# Recipe For Rum And Port



## Doug Bowley (13/7/10)

Hi All
I'm looking for a recipe to make rum - port.
I've got a 20 lt oak barrell to mature the recipe in and I've got a good supply of rum.
All I need now is a recipe and do I use tawny port or just port.


----------



## brewmasterz (13/7/10)

saber said:


> Hi All
> I'm looking for a recipe to make rum - port.
> I've got a 20 lt oak barrell to mature the recipe in and I've got a good supply of rum.
> All I need now is a recipe and do I use tawny port or just port.




Tawny - The longer it ages the better. Someone once told me the best port you can age in a barrell is; ** Get the cheapest bottle of Tawny and combine it with half a bottle of Chivas Regal - leave in Barrell for 6 - 12 months - Perfect!


----------



## Fents (13/7/10)

love a good port - sorry cant help you on the making side (especially rum if it involves distilling - illegal here) but heres an option..

me and two mates just scored a 100Litre barell off a mates dad who gets barrell's filled every year. we just took it to a winery the guy there was very helpfull and even offerd to break the barell in for us with some of his port. basically he fills the barrell for us (around the $600-$800 mark, after it's broken in) we take it home and age it. Then when its ready, every year we will take 1/3rd of the barrell and divvy it up btwn the three of us and replace the 1/3rd we took with another 1/3rd of current year port.
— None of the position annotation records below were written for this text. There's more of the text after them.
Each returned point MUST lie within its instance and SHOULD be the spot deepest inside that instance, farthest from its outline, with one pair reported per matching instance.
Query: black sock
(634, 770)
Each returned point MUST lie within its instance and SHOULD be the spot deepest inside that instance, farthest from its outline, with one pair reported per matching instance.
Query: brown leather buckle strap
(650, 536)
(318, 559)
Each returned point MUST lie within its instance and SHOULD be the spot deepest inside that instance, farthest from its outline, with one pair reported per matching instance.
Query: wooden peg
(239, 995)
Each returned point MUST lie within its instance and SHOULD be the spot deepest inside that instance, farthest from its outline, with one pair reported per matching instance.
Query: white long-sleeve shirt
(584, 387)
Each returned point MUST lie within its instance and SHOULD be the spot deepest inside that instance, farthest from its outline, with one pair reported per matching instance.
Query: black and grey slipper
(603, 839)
Pretty good investment, my mates dad has been doing this for near on 20yrs (possibly longer) and gets a shitload of good port each year, mind you he has probaly over 10 barrells btwn mates.


----------



## Doug Bowley (24/7/10)

I have the rum - so I'm not doing anything illegal in distilling - I have a 20 lt oak keg and I have some old tawny port. What I would like to know is at what ratio do I mix them and do I mature them together in the keg or mix them after I mature the port


----------



## Doug Bowley (19/8/10)

Fents said:


> love a good port - sorry cant help you on the making side (especially rum if it involves distilling - illegal here) but heres an option..
> 
> me and two mates just scored a 100Litre barell off a mates dad who gets barrell's filled every year. we just took it to a winery the guy there was very helpfull and even offerd to break the barell in for us with some of his port. basically he fills the barrell for us (around the $600-$800 mark, after it's broken in) we take it home and age it. Then when its ready, every year we will take 1/3rd of the barrell and divvy it up btwn the three of us and replace the 1/3rd we took with another 1/3rd of current year port.
> 
> Pretty good investment, my mates dad has been doing this for near on 20yrs (possibly longer) and gets a shitload of good port each year, mind you he has probaly over 10 barrells btwn mates.


----------



## Doug Bowley (19/8/10)

Do you rotate or mix the port once you top up the barrell or just let it sit till it is time to take out the next lot


----------



## JonnyAnchovy (19/8/10)

May I ask where you picked the keg up from?


----------



## barls (19/8/10)

hey saber, try the tawny from here.
Grant Burge Illaparra Fortified Wine Store
161 Murray Street
Tanunda, South Australia
ph: 61 (8) 8563 7575
this is were i get mine from. last time i think it was about 35 bucks for 5L and that was including postage to sydney.


----------



## Doug Bowley (4/9/10)

JonnyAnchovy said:


> May I ask where you picked the keg up from?


----------



## Doug Bowley (4/9/10)

Hi
I am geting the keg made at "Roll Out The Barrell Cooperage"
299 MacDonnell Rd
Clontarf QLD 4019

Phone/Fax (07) 3284 9490

Internet: www.rolloutthebarrel.com.au


----------